When I last reviewed a Guillermo del Toro movie, I expressed the fervent wish that he would abandon the thick-eared nonsense he was currently engaged on – in which giant robots repeatedly thumped reptilian monsters in the head – and went back to the kind of cinematic terrain he’d mined so brilliantly in Pan’s Labyrinth. While Crimson Peak isn’t exactly that, it’s about a million miles away from Pacific Rim, which is something to be extremely thankful for.
What we have here is a gothic ghost story and if we’re looking for film precedents, maybe the best of Hammer Horror, as directed by Terrence Fisher or Roger Corman’s 60s interpretations of the works of Edger Allan Poe, might be the appropriate places to look. Crimson Peak is a gorgeous piece of film making – the sumptuous look of the production, the painterly evocations of the settings are a cineaste’s delight, while the story exhibits all the conventions of the true gothic horror story – histrionic and compelling in equal measure.

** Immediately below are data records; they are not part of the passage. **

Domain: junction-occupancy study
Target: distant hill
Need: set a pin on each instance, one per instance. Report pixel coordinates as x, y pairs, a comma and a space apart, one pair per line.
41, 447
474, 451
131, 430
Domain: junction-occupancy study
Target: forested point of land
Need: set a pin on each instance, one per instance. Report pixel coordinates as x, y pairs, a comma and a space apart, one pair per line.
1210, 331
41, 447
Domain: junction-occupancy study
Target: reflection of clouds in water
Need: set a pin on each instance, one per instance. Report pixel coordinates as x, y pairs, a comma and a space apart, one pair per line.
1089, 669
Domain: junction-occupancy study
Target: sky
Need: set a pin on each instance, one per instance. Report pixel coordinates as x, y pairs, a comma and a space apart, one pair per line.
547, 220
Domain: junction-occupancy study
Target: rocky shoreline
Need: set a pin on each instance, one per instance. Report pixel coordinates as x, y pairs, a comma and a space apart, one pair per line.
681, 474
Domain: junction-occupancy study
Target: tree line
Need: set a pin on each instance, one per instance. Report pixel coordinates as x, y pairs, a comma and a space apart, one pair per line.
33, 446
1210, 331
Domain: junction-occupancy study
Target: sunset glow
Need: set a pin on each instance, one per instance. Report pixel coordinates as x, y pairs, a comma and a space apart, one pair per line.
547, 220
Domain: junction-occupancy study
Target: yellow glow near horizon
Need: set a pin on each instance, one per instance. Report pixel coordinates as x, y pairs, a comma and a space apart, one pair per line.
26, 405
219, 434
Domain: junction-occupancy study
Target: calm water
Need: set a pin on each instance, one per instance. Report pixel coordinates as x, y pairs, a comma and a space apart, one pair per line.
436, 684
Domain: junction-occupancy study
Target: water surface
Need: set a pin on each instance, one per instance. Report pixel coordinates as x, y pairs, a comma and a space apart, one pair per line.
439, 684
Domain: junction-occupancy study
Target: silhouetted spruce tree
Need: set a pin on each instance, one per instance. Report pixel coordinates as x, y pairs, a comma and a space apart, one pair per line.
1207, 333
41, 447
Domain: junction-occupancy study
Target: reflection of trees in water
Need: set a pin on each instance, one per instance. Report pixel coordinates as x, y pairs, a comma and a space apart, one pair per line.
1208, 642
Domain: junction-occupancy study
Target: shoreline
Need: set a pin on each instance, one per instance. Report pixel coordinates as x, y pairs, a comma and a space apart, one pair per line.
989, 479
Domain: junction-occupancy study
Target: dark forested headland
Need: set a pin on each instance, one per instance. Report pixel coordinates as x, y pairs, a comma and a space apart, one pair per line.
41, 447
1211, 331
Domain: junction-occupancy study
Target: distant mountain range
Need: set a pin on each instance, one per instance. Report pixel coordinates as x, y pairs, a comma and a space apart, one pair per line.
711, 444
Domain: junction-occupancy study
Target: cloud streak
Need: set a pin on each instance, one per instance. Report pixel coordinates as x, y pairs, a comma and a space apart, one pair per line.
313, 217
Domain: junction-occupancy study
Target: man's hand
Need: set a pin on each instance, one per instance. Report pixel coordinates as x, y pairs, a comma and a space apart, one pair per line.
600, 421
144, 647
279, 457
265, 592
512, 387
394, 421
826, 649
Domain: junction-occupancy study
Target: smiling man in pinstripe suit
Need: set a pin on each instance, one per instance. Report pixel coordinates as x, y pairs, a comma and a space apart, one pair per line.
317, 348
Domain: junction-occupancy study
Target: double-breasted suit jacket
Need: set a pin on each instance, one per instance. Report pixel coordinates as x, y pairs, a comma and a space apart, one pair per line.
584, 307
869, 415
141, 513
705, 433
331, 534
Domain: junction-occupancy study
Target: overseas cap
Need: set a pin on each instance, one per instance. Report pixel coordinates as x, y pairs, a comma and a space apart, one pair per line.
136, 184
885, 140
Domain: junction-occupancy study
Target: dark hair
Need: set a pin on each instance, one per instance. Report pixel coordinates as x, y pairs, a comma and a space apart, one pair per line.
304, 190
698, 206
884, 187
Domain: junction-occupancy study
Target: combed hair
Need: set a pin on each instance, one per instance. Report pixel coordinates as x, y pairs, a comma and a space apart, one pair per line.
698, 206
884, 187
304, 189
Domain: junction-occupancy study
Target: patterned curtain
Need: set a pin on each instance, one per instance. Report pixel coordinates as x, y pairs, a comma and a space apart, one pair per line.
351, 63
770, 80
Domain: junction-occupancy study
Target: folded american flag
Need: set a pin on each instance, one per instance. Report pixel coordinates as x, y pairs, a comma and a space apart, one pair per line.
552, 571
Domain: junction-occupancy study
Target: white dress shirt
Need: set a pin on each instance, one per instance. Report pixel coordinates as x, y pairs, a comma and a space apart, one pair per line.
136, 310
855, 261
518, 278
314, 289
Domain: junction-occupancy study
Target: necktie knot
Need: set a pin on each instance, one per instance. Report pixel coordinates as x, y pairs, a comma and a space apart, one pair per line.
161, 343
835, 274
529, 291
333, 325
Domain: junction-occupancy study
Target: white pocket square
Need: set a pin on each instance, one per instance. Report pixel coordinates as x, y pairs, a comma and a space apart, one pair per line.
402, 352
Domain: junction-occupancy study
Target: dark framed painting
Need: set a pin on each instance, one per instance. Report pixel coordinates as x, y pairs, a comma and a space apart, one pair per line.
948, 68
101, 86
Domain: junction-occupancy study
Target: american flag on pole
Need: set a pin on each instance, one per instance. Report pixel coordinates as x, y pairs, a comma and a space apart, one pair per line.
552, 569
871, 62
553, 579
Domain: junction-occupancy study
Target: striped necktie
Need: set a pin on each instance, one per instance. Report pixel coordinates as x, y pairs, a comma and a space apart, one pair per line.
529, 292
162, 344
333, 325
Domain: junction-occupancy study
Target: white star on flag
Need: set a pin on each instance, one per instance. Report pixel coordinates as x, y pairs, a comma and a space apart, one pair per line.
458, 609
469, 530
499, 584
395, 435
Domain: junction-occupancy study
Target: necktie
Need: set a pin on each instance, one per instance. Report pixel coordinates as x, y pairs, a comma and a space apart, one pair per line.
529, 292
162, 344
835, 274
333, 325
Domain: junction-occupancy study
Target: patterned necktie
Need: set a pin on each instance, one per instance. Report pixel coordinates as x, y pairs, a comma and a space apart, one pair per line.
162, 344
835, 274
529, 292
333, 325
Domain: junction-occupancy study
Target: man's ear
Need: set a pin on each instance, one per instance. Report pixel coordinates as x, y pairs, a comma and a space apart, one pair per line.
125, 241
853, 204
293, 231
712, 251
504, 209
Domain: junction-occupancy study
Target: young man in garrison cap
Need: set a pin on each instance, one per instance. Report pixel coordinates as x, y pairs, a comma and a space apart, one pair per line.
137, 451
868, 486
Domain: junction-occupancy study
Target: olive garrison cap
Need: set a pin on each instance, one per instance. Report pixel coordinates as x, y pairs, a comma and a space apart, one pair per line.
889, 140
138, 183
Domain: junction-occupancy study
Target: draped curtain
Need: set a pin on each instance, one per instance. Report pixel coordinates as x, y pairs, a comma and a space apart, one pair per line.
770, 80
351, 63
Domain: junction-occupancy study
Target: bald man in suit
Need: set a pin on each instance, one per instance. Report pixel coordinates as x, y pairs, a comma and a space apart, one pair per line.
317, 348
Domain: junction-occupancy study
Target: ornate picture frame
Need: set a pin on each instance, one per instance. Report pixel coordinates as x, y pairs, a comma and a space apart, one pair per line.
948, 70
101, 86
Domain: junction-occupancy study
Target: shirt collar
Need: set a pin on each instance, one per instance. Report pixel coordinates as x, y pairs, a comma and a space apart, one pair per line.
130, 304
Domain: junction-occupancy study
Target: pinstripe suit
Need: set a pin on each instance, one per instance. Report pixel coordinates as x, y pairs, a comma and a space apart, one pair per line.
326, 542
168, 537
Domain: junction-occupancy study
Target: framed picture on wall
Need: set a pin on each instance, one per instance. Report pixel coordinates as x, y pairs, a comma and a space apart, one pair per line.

Aspiring novelist Edith Cushing (Mia Wasikowska) (note the tribute to Hammer horror actor, Peter, right there) meets up in New York with baronet and would-be inventor, Thomas Sharpe (Tom Hiddleston) and immediately falls under his spell, despite the misgivings of her rich industrialist father, Carter (Jim Beaver). Almost before we can draw breath, Carter has been brutally murdered (a typically Del Toro scene of extreme violence) and Edith is whisked away to Sharpe’s remote Cumbrian family pile, Allerdale Hall, a derelict mansion that makes the Amityville House look like a cabin in Happy Valley. Mysterious Sister, Lucille (Jessica Chastain, struggling a bit with her English accent) goes along for the ride. The house itself is an extraordinary piece of design, as much a character as any of the human actors, and Edith soon discovers that there are secrets hidden in its shadows – secrets that are being explained by ghostly apparitions.
It’s not quite a perfect production – there are one or two lines of clunky dialogue that invoke involuntary smirks and, like so many other directors, del Toro needs to learn the basic lesson that CGI ghosts are simply not as terrifying as mere actors dressed up in rags and makeup – but this is the kind of filmmaking that hasn’t been attempted in a very long time, and mostly it pays off handsomely. Literate viewers will spot references to Jane Eyre, The Turn of the Screw and a whole collection of other literary and filmic references, but the best thing about Crimson Peak is the sumptuous look of it. Del Toro’s origins as an illustrator are writ large in every scene. Curiously though, while every imaginable trope of gothic horror is on display here – clockwork dolls, moths, mysterious labyrinths and ghastly spectres – it’s the occasional excesses of physical violence on display that scare us much more than any of the supernatural elements.
This is sterling stuff, though, and should keep del Toro’s legions of fans happy while we wait to see what he will do next.